1# GCS Memory Configuration
2GCS_MEMORY_BUCKET=your-bot-memory

Cloud Run Deployment

Update deploy.yml:

1--set-env-vars "FLASK_ENV=production,GCS_MEMORY_BUCKET=your-bot-memory"

Dockerfile

Don't forget to copy the prompts directory:

1COPY app/ ./app/
2COPY prompts/ ./prompts/ # Add this line!

I spent 30 minutes debugging "file not found" errors before realizing this.

Testing Locally

1# Authenticate
2gcloud auth application-default login
3
4# Set environment
5export GCS_MEMORY_BUCKET=your-bot-memory
6
7# Run app
8make dev
9
10# Test
11curl -X POST http://localhost:3000/test/chat \
12 -H "Content-Type: application/json" \
13 -d '{"message": "How do I make a latte?"}'

Expected response should include information from your markdown files.

Updating Knowledge Without Redeploying

The best part: to update the knowledge base, just:

1# Edit your markdown locally
2vim knowledge/coffee-machine.md
3
4# Upload to GCS
5gsutil cp knowledge/coffee-machine.md gs://your-bot-memory/
6
7# Optional: Force reload (or wait for new Cloud Run instance)
8# The cache clears when instances restart

No code changes, no deployment, no downtime.

File Structure

After adding GCS memory:

1slack-bot/
2├── app/
3│ ├── __init__.py
4│ ├── main.py
5│ ├── handlers/
6│ │ └── slack_events.py
7│ └── services/
8│ ├── gemini.py # Updated with memory integration
9│ └── memory.py # New! GCS memory service
10├── prompts/
11│ └── system_prompt.md # New! Bot personality
12├── memory/ # Local copies of knowledge files
13│ └── coffee-machine.md
14├── .env
15├── Dockerfile # Updated to copy prompts/
16├── pyproject.toml
17└── uv.lock

Gotchas and Tips

1. Dockerfile Must Copy prompts/

1COPY prompts/ ./prompts/

Forgot this and spent time debugging "No such file" errors in Cloud Run.

2. Cache Behavior

Memory is cached for the Cloud Run instance lifetime. To force refresh:

  • Scale to zero and back up
  • Deploy a new revision
  • Call reload_memory() programmatically

3. Large Knowledge Bases

For small teams (< 50 files), loading everything into context works fine. For larger knowledge bases, consider:

  • Vertex AI Search for semantic retrieval
  • Vector embeddings for similarity search
  • Only loading relevant files based on query

4. Markdown Best Practices for LLMs

Structure matters:

1# Main Topic
2
3## Question Section
4
5### Q: Exact question users might ask?
6
7## Answer
8
9Clear, structured answer with:
10
11- Bullet points
12- Code blocks
13- Tables for structured data
14
15**Important notes** stand out with bold.

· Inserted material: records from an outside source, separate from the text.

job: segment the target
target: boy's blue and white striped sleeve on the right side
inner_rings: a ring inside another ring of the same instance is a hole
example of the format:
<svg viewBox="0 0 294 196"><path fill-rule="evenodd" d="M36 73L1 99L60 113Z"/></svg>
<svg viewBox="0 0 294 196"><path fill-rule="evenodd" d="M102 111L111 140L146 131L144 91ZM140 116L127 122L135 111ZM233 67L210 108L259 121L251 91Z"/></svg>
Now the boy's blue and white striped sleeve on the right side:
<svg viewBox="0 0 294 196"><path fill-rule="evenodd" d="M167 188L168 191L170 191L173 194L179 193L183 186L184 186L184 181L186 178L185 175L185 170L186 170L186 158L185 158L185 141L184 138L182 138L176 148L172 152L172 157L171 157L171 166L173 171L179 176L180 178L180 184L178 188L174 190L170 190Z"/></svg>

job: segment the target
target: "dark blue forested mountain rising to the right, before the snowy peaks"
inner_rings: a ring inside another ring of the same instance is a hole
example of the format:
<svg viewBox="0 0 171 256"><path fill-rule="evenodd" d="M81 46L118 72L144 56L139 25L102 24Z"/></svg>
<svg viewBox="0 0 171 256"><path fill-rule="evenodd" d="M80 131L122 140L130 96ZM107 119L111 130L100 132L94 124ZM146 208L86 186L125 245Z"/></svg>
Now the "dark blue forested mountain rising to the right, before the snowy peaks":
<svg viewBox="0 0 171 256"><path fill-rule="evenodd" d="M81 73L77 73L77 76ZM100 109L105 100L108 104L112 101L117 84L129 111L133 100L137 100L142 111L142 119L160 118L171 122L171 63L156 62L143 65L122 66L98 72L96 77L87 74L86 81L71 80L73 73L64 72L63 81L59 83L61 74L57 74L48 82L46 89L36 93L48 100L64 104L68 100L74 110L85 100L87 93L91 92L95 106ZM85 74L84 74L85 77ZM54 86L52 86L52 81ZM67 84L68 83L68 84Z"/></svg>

Gemini picks up on this structure when matching questions to answers.

Cost Impact

GCS costs for a small knowledge base:

  • Storage: < $0.01/month for a few markdown files
  • Operations: ~$0.004 per 10,000 reads

Essentially free for this use case.

Next Steps

Now that the bot has memory:

  1. Add more knowledge files - FAQ, processes, troubleshooting guides
  2. Implement memory refresh command - /refresh-knowledge slash command
  3. Add memory search - For large knowledge bases, semantic search
  4. Version knowledge - Use GCS versioning for rollback
  5. Monitor usage - Track how often memory is used in responses

Wrapping Up

Adding GCS as Gemini's memory transformed my bot from a generic AI to a team-specific assistant. The key insight: separate what changes frequently (knowledge) from what changes rarely (code).

Key takeaways:

  • Markdown is the ideal format for LLM knowledge bases
  • GCS provides cheap, simple storage with easy updates
  • System prompts should be in version control, knowledge can be external
  • Don't forget to copy all required files in your Dockerfile

Now when someone asks "How do I make a latte?", the bot actually knows the answer - and can even tell you about Dave from accounting.